Typed Cache — Patterns and Pitfalls¶

The typed cache is a SQLite-backed mirror of Katana's wire state, with per-entity tables (product, material, supplier, manufacturing_order, …) generated from the same pydantic models the API client uses. It exists so MCP tools can serve queries without round-tripping to Katana for every read, and so FTS5 fuzzy search has something to index.

The rules below are about how the cache layer relates to the API layer (the spec, the generated pydantic, the attrs models) — what belongs where, and what surprises bite when those layers blur.

Related code:

katana_mcp_server/src/katana_mcp/typed_cache/sync.py — attrs → API pydantic → cache pydantic conversion.
scripts/generate_pydantic_models.py — emits both the API pydantic class and the sibling Cached<Name> class with table=True per entity. See duplicate_cache_tables_as_cached_siblings.
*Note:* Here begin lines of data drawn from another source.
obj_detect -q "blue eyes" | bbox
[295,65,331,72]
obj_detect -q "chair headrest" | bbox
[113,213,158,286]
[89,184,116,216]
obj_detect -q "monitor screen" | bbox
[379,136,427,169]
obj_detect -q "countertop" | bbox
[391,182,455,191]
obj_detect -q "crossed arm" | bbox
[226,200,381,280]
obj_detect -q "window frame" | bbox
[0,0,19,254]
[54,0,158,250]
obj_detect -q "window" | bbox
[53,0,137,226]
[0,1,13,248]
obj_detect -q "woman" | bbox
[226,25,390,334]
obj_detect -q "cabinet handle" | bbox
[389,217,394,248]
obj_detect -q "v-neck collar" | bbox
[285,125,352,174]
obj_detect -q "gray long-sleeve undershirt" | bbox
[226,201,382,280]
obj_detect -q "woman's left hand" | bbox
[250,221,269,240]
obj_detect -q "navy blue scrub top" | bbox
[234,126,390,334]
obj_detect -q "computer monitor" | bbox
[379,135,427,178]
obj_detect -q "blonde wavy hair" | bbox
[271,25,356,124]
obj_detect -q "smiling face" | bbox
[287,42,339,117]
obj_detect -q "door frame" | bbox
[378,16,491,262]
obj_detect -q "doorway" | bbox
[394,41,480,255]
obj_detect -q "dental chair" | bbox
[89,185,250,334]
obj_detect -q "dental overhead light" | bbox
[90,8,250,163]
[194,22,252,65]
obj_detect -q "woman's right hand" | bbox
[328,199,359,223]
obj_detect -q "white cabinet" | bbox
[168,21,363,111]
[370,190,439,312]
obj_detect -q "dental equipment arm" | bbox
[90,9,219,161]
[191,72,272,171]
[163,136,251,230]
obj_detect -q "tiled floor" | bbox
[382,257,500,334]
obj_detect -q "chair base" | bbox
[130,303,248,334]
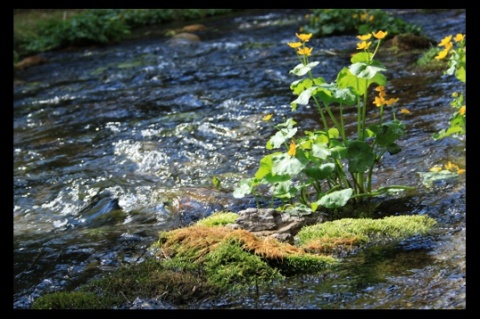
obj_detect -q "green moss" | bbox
[32,291,111,309]
[204,239,284,289]
[197,212,238,227]
[271,254,338,276]
[297,215,435,245]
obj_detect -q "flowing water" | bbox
[13,10,466,309]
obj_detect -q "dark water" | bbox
[13,10,466,309]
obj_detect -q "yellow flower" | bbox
[453,33,465,42]
[445,42,453,51]
[297,47,313,56]
[373,96,385,107]
[287,42,302,49]
[372,30,388,40]
[357,33,372,41]
[295,33,312,42]
[385,97,399,106]
[438,35,452,47]
[262,114,273,122]
[435,49,448,60]
[288,140,297,156]
[357,41,372,50]
[445,161,458,172]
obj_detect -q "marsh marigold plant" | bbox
[233,30,412,214]
[433,33,467,140]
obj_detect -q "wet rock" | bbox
[168,32,200,46]
[232,208,322,243]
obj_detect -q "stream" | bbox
[13,9,466,309]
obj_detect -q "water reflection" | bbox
[13,10,465,308]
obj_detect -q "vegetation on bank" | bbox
[32,212,436,309]
[23,10,466,309]
[13,9,238,63]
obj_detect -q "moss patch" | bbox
[298,215,436,252]
[32,213,436,309]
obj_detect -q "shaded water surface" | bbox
[13,10,466,309]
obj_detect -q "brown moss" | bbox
[160,225,305,260]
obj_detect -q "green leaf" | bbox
[290,77,325,95]
[290,86,317,107]
[417,170,458,188]
[266,127,297,150]
[289,61,320,76]
[272,180,297,198]
[350,52,373,64]
[317,188,353,208]
[233,178,254,198]
[347,141,375,173]
[272,153,305,176]
[348,62,386,80]
[305,163,335,181]
[455,66,467,83]
[368,121,405,147]
[336,68,387,95]
[387,143,402,155]
[312,143,331,160]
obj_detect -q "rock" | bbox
[181,24,206,32]
[232,208,322,243]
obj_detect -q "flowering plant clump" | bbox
[433,33,467,140]
[233,30,413,214]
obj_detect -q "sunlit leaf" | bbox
[289,61,320,76]
[272,154,305,176]
[317,188,353,208]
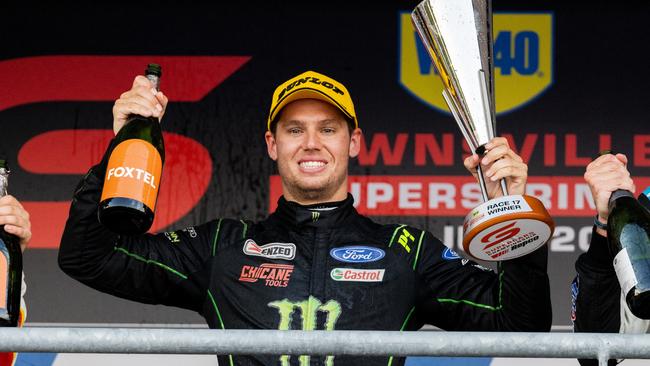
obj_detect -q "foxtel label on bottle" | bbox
[101,139,162,211]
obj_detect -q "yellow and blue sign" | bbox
[399,12,553,113]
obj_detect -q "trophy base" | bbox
[463,195,555,261]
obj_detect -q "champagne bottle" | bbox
[607,189,650,319]
[98,64,165,235]
[638,187,650,211]
[0,158,23,327]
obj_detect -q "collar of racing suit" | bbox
[275,193,358,228]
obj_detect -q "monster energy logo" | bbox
[268,296,342,366]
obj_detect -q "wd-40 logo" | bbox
[268,296,343,366]
[399,13,553,113]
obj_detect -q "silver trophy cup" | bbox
[411,0,555,261]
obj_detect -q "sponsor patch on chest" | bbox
[330,268,386,282]
[239,263,293,287]
[244,239,296,260]
[330,246,386,263]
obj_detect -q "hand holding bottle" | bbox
[584,154,636,236]
[113,75,168,135]
[0,195,32,251]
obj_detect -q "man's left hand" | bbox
[464,137,528,199]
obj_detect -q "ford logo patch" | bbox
[442,248,460,261]
[330,246,386,263]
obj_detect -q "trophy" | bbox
[411,0,555,261]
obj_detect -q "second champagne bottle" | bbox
[98,64,165,235]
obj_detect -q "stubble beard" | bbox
[282,169,345,202]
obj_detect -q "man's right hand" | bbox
[113,75,168,135]
[584,154,636,236]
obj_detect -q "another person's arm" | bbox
[571,154,650,365]
[0,195,32,366]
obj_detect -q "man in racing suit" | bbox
[59,71,551,365]
[571,154,650,366]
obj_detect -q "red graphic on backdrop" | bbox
[0,56,250,248]
[0,55,250,111]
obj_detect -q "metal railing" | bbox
[0,327,650,365]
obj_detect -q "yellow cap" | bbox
[266,71,359,130]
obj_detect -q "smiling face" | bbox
[265,99,361,205]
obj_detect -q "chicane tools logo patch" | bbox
[330,246,386,263]
[330,268,386,282]
[244,239,296,260]
[239,263,293,287]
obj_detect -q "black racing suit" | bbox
[571,228,650,366]
[59,159,551,366]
Archive / deleted state — opt-in flags + derived booleans¶

Katana represents soft-state as nullable timestamps on the wire: archived_at (the user-toggleable archive lifecycle — exposed on catalog items, inventory rows, and a few other archivable entities) and deleted_at (soft-delete, exposed on most entities including catalog items and transactional entities like POs, SOs, MOs, stock transfers, stock adjustments). The two are independent — an entity can be both archived and soft-deleted.

Two MCP-side conventions surface this; keep them symmetric:

Query-param flags for opting into soft-state rows (default `False`)¶

Items use include_archived (search_items, catalog cache). After #472 Phase D the canonical wiring is the typed cache's CatalogQueries adapter — parent_archived_at is denormalized onto CachedVariant at sync time (via the variant attrs_postprocess hook in typed_cache/sync.py) and the adapter's default include_archived=False / include_deleted=False filters push the archived_at IS NULL / deleted_at IS NULL predicates down to SQL.

Transactional entities use include_deleted on list_purchase_orders / list_sales_orders / list_manufacturing_orders / list_stock_adjustments, filtering at the same typed-cache query layer.

Response-side derived booleans¶

Every response model that exposes archived_at / deleted_at should also expose a convenience is_archived / is_deleted bool derived from <timestamp> is not None, saving callers from the timestamp/null inspection.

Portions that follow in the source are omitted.